In this context, the town meeting shenanigans of the Astroturf gang and their hyperventilating, gun-toting support cohort are not really about health care at all. All of those crying moms and placard-shaking dads are essentially issuing judgment on every Culture War issue of the past 30 years. Socialized medicine is not the problem, and I would bet that not one in a hundred people in those protesting crowds could even describe what they think "socialized medicine" actually is, let alone explain why it seems to work in almost every other advanced nation but wouldn't work here. No, these people are rendering their verdict on lots of things: on Obamacare, on the Wall Street bailouts, on the stimulus plan, on welfare cheats, on pointy-headed perfessers, on latte-sipping liberals, and every other scapegoat target of historical conservative grievance.

Again, I have to return to some of the earliest posts on this blog, The Conservative Story, The Liberal Story, and A Different Narrative. In these posts, I described what I see as our general political impasse: both liberalism and conservatism have settled into stale theodicies for explaining the generally crappy state of things in America. Not only are these stories fundamentally deficient and  incomplete, they are designed only to perform the limited function of winning elections, within an overall electoral system that has been completely captured by monied corporate interests. And unfortunately, at bottom, the fundamental plot-mechanism of an ideology that must appear to be striving for change while not actually doing anything (aside from enriching its patrons and bankrupting the public sphere) is the trope of "Blame the Scapegoat." Liberals and Conservatives thus both have their adversarial bogeymen, against whom they rail, and who they blame for the continuing downward spiral of the American experiment.

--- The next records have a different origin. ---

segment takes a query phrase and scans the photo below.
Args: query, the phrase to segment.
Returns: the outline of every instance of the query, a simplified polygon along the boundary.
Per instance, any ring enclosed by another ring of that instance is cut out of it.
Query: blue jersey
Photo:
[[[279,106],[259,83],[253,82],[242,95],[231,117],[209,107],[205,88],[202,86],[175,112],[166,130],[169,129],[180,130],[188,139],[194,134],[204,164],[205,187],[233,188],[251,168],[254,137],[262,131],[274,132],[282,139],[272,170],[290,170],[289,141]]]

Scapegoat narratives, of course, are especially powerful in dire economic times. As macro-economic trends continue to funnel money and power upwards to an all-powerful elite, to the point where we have surpassed Gilded Age-era inequality, the impotence and rage of the populace surges and boils. Individuals and families who have been playing by the rules continue to see their fortunes decline and their lives ruined, while simultaneously being reminded of the generous multi-million dollar bonuses doled out to credit-default swappers and mortgage-tranche peddlers. This is the reservoir of rage that powers the conservative town-meeting protesters, and it will not go away with some scolding reminders of the administrative excellence of Medicare and the Veterans Health Administration.

One final observation on the whole thing, in a larger context. While it is definitely early in Obama's term, I get the feeling that a defeat on health care is not an option for him. He and Congress will push through whatever needs to happen to claim some kind of victory, however incremental or compromised. If the economy somehow miraculously 'recovers," which I highly doubt it will, Obama and the Dems will then be able to point to their achievement as trailblazing pioneers, as the team that finally got done what had been on various Congressional tables since the time of Eisenhower (Ike wanted universal health care, you'll remember).

If, however, the Republican gambit hits paydirt, and the whole Bailout/Stimulus/Health Care goes down like a fiscal lead balloon (which seems much more likely), then the GOP will be able to point to Obamacare as the straw that finally broke the back of Liberalism. They will then sweep into office and do their best to add Randian/Hayekian fuel to the pyre of civilizational collapse. But by then, maybe we will have found a more communal, localized, ground-up way to draw energy out of the centralized-power fiasco and create a more sane way of living. We can hope.